The regulation of v48 is based upon this mixed multitude.
Anyone could become an Israelite through circumcision.
It is not physical descent from Abraham,
But spiritual descent that matters.
This is taught in the very narrative that constitutes Israel's founding history.
In the Exodus itself we learn that Spiritual identity-not ethnic identity-is what matters.
And in Christ we see this ever more clearly.
The Lord's Supper is the feast of God for the people of God.
The Supper binds us together as one body.
Likewise, only those who are baptized may partake of the Lord's Supper.
Only those who are members of the covenant may partake of the covenant meal.
And the elders must ensure that the wicked are excluded from the covenant meal.
When we partake of the Supper,
we are not partaking as individuals isolated from each other.
We are the one loaf (1 Cor 10)-which has two implications:
1) negatively, the scandalous and profane must be excluded.
The apostle Paul uses the language of Passover
to show why we must excommunicate the evildoer: (1 Cor 5:4-8,13)
Christ our Passover has been sacrificed for us
Notice that Paul does not say that only the elect may partake.

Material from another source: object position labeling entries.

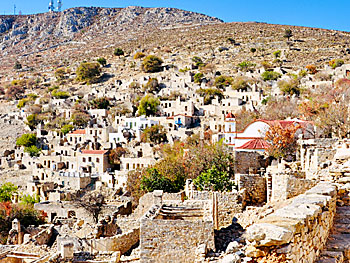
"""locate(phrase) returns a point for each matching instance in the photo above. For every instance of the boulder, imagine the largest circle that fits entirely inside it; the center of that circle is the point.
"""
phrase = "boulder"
(264, 234)
(231, 258)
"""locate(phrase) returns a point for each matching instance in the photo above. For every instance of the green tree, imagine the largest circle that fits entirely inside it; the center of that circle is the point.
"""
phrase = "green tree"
(102, 61)
(270, 75)
(67, 128)
(33, 151)
(118, 52)
(6, 192)
(153, 180)
(214, 180)
(148, 105)
(151, 64)
(26, 140)
(88, 72)
(155, 134)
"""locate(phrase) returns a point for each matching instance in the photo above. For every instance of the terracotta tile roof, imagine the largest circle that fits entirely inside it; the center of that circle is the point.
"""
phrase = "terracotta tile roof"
(230, 116)
(256, 144)
(172, 117)
(78, 132)
(94, 151)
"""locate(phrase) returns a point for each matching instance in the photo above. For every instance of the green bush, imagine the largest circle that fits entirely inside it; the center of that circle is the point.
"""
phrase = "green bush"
(80, 119)
(88, 72)
(58, 94)
(50, 89)
(139, 55)
(155, 134)
(118, 52)
(246, 66)
(102, 61)
(32, 121)
(336, 63)
(148, 105)
(152, 64)
(30, 199)
(214, 180)
(277, 53)
(290, 87)
(67, 128)
(241, 83)
(17, 65)
(33, 151)
(27, 139)
(100, 103)
(223, 81)
(198, 62)
(270, 75)
(151, 86)
(153, 180)
(23, 102)
(288, 34)
(198, 78)
(6, 192)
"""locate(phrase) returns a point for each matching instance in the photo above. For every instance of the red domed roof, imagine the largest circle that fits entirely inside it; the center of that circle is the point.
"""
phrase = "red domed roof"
(230, 116)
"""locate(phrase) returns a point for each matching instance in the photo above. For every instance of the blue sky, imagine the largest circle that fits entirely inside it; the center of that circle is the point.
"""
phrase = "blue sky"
(330, 14)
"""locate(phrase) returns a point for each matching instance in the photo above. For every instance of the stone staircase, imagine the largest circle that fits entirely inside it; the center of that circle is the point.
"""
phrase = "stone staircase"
(337, 249)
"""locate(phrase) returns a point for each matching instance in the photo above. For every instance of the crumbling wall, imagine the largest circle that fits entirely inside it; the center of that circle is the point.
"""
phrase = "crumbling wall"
(285, 186)
(173, 240)
(255, 185)
(298, 231)
(227, 204)
(122, 242)
(249, 162)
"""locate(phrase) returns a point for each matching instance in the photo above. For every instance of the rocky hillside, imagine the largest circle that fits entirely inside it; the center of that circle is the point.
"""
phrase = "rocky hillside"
(32, 33)
(44, 42)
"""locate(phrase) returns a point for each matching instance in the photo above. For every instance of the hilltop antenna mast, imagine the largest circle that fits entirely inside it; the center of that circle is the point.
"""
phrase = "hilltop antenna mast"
(51, 6)
(59, 5)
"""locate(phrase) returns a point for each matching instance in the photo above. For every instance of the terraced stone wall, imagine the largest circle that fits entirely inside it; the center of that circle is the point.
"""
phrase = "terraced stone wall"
(298, 231)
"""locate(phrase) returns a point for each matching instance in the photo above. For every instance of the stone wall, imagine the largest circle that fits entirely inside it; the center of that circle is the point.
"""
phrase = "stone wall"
(298, 231)
(227, 204)
(122, 242)
(316, 154)
(255, 186)
(173, 240)
(285, 186)
(249, 161)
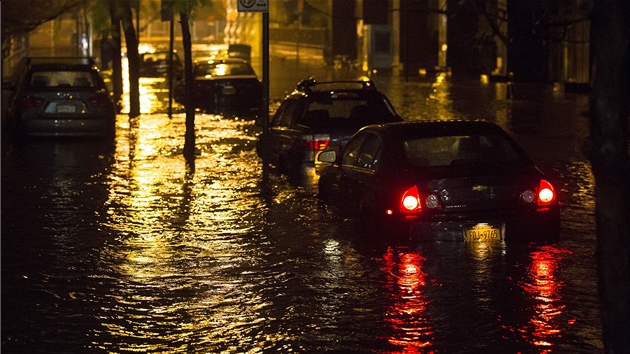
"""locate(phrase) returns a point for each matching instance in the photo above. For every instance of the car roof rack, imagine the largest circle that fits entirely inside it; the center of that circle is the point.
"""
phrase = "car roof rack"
(60, 60)
(312, 85)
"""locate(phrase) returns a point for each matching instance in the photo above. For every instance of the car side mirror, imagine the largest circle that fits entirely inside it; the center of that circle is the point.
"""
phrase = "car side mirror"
(6, 85)
(327, 156)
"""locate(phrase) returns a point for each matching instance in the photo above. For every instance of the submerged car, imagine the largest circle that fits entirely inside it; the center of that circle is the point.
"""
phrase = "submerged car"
(318, 117)
(156, 64)
(226, 86)
(61, 96)
(444, 180)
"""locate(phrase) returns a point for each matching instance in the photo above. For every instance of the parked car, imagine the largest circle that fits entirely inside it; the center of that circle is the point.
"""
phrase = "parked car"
(63, 96)
(447, 180)
(155, 64)
(318, 117)
(224, 86)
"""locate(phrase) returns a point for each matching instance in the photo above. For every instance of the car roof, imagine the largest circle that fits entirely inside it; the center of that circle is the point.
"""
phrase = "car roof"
(407, 129)
(311, 86)
(61, 63)
(221, 60)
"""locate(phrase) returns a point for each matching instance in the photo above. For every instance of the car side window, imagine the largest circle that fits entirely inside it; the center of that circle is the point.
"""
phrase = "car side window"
(350, 154)
(285, 113)
(370, 152)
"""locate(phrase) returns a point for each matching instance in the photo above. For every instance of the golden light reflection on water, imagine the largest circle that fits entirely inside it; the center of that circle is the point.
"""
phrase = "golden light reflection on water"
(405, 283)
(179, 230)
(441, 90)
(544, 288)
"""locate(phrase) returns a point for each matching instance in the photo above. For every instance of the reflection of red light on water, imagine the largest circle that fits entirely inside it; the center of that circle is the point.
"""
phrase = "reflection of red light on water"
(542, 284)
(405, 282)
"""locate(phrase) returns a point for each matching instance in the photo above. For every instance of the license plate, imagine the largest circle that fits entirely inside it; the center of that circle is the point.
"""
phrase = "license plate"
(65, 108)
(229, 90)
(482, 232)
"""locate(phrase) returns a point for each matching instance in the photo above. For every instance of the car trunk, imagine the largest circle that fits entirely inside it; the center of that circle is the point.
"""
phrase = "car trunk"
(478, 189)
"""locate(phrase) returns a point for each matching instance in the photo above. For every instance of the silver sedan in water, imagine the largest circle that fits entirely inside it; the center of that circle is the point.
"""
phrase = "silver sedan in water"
(60, 97)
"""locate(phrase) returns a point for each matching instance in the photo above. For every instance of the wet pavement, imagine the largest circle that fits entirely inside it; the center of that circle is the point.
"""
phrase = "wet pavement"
(123, 246)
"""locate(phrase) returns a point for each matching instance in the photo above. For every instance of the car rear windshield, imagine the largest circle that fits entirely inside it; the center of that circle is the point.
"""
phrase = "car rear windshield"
(65, 78)
(461, 149)
(347, 111)
(223, 69)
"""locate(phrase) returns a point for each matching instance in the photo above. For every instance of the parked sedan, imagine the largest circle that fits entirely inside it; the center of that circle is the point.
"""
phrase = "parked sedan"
(318, 117)
(60, 97)
(224, 86)
(446, 180)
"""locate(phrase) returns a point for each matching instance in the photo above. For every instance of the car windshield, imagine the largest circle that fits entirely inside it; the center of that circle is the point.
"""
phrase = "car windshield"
(65, 78)
(461, 149)
(223, 69)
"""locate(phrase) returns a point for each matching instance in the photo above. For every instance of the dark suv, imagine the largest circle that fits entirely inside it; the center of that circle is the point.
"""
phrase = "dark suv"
(321, 116)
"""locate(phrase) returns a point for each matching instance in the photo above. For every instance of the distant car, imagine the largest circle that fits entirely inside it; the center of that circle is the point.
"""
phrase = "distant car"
(224, 86)
(155, 64)
(318, 117)
(61, 96)
(447, 180)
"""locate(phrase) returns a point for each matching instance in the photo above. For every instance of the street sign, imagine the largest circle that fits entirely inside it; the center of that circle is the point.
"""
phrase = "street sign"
(253, 5)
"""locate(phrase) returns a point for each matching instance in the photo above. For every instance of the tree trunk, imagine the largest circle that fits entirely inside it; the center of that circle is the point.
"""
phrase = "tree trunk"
(115, 44)
(133, 59)
(608, 147)
(189, 140)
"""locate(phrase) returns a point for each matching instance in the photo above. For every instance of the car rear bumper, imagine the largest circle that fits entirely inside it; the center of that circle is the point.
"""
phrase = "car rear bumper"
(67, 127)
(534, 226)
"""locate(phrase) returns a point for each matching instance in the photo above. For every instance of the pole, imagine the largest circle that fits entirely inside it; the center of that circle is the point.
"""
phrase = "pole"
(170, 67)
(264, 113)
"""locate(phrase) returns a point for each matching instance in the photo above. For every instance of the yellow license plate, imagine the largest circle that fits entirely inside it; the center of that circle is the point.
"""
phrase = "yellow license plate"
(66, 109)
(482, 232)
(229, 90)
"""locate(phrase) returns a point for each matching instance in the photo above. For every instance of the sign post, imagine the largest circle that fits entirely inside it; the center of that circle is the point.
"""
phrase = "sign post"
(262, 6)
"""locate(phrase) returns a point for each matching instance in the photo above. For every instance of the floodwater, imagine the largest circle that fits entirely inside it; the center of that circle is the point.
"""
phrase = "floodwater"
(124, 246)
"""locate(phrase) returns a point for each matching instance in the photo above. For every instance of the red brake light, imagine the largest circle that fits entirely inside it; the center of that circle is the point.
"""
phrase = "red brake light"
(315, 142)
(410, 201)
(546, 193)
(30, 101)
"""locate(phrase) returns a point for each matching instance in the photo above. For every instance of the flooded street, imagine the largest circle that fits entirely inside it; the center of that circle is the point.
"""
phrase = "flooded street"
(124, 246)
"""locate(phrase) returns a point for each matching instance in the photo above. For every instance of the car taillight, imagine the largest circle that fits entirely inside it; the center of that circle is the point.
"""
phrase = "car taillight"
(30, 101)
(544, 196)
(100, 101)
(546, 193)
(410, 201)
(314, 142)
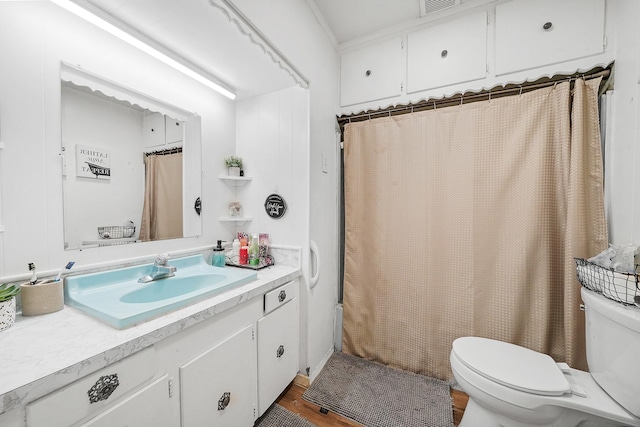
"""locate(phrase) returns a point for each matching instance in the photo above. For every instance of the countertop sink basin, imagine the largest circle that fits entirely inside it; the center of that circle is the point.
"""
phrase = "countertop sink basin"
(118, 299)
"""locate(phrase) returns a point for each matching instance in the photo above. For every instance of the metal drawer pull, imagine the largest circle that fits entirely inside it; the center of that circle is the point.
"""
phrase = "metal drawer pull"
(224, 401)
(103, 388)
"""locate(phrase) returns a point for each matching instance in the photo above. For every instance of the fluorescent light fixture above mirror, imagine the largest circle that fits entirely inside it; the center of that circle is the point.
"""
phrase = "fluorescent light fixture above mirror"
(143, 46)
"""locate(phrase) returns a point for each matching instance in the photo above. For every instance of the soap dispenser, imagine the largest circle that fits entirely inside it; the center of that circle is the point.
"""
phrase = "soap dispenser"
(219, 258)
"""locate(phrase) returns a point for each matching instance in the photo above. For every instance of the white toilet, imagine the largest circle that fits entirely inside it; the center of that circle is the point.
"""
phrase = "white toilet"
(511, 386)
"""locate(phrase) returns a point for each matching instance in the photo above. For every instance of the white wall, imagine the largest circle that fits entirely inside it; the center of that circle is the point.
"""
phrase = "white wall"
(34, 38)
(622, 165)
(272, 139)
(292, 27)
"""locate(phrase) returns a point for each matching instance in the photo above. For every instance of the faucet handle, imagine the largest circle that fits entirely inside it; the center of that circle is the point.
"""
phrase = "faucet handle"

The Corinthian congregation was rife with petty bickering and quarreling,
yet Paul only excommunicates the one man
who had openly and conclusively betrayed his profession
by his scandalous behavior.
2) but positively, all those who profess faith in Jesus Christ are united together here at the Table.
It is because we come to one Table that we must be reconciled with one another.
It is because we partake of the one Jesus Christ.
If you and I both partake of the same body and blood of the Lord,
Then you and I are also one body with him and with each other.
As you partake today,
look around you.
Discerning the Lord's body has two aspects
-the body of the Lord that we share in the Supper
-and the body of the Lord around us.
When we come to the Table we declare that we are one.
Or better yet, when we come to the Table, Christ constitutes us as one.
You see, you don't have a choice in the matter.
This is Christ's Table.
And he calls all of you to repent of your sins,
To forgive one another as he has forgiven you,
And to BE the one body that he has made you to be.